SNML. Anatomie d’une contrefaçon
C’est la plus rocambolesque des histoires ayant secoué le monde des ouvrages savants. En juin 2005, la librairie de livres anciens Martayan Lan suscita une excitation sans précédent en annonçant s’être procuré un exemplaire du Sidereus Nuncius, le traité par lequel Galilée avait consigné, tout au long de l’année 1610, les observations qui lui permirent de confirmer la théorie héliocentrique de l’univers émise un demi-siècle plus tôt par Johannes Kepler. Comme le prouva, après quatre années d’analyses sans précédent dans l’Histoire de l’expertise du livre, un collectif de chercheurs dirigé par l’historien de l’art allemand Horst Bredekamp et Paul Needham, le directeur des collections spéciales de la bibliothèque de l’université de Princeton, il s’agissait d’un volume exceptionnel. Entre autres indices, les illustrations de la Lune qui y figuraient attestaient de ce qu’il comptait sans doute parmi les 30 exemplaires du premier tirage que Galilée s’était réservés à son usage personnel -exemplaires qui étaient demeurés, à sa demande, exempts des gravures ornant les autres.
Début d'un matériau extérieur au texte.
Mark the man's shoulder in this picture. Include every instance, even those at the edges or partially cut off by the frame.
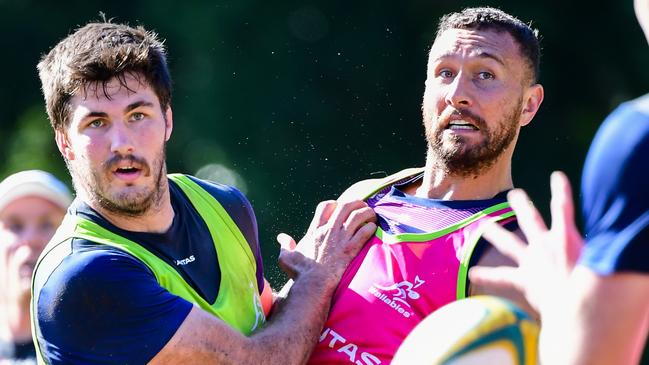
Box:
[34,238,145,289]
[173,175,248,202]
[338,167,424,201]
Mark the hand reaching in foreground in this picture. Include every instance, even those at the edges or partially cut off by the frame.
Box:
[469,171,583,318]
[277,201,376,289]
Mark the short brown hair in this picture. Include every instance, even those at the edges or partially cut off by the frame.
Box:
[437,7,541,83]
[38,22,171,130]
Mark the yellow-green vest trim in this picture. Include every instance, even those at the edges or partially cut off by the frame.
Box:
[31,174,265,363]
[338,167,516,300]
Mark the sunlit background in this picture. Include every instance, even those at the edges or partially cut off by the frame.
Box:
[0,0,649,286]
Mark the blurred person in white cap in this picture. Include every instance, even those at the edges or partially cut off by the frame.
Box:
[0,170,72,364]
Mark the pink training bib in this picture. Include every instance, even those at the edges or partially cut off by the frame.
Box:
[309,203,514,365]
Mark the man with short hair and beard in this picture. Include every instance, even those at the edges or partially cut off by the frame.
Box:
[310,8,543,364]
[32,22,376,364]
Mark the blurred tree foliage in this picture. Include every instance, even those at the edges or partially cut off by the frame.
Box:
[0,0,649,286]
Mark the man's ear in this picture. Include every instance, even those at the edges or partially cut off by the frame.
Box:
[165,105,174,142]
[54,129,74,161]
[519,84,544,126]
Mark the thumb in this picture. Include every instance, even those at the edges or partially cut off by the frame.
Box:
[277,233,297,251]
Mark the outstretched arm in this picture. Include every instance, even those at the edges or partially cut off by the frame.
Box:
[150,201,376,364]
[469,172,649,365]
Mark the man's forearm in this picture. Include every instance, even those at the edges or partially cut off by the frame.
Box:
[251,276,335,365]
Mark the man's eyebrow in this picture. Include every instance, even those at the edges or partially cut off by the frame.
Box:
[81,112,108,119]
[82,100,154,119]
[124,100,153,113]
[433,51,505,66]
Acheté 500 000 dollars à un marchand italien, Massimo De Caro, il fut mis à prix par Martayan Lan pour la somme de dix millions, tant la trouvaille était unique et comblait un vide dans l’Histoire d’une des découvertes les plus prodigieuses des sciences. Il n’y avait qu’un seul problème: le SNML, ou Sidereus Nuncius Martayan Lan, comme la copie fut baptisée, était un faux. Il fallut la révélation des incroyables malversations de De Caro, alors directeur de la bibliothèque de Naples, pour que les chercheurs, revenant sur leur propre travail, finissent par percevoir l’arnaque dont ils avaient été l’objet -une arnaque que De Caro, par défi, avait pour ainsi dire construite à leur destination. Pourquoi? Comment? On l’apprendra en lisant les pièces sidérantes de l’affaire, réunies et préfacées par Alexandre Laumonier dans SNML, un livre aussi beau et dingue que le Sidereus Nuncius lui-même.
Collectif, éditions Zones Sensibles, traduit de l’anglais par Christophe Lucchese et Arnaud Baignot, 144 pages.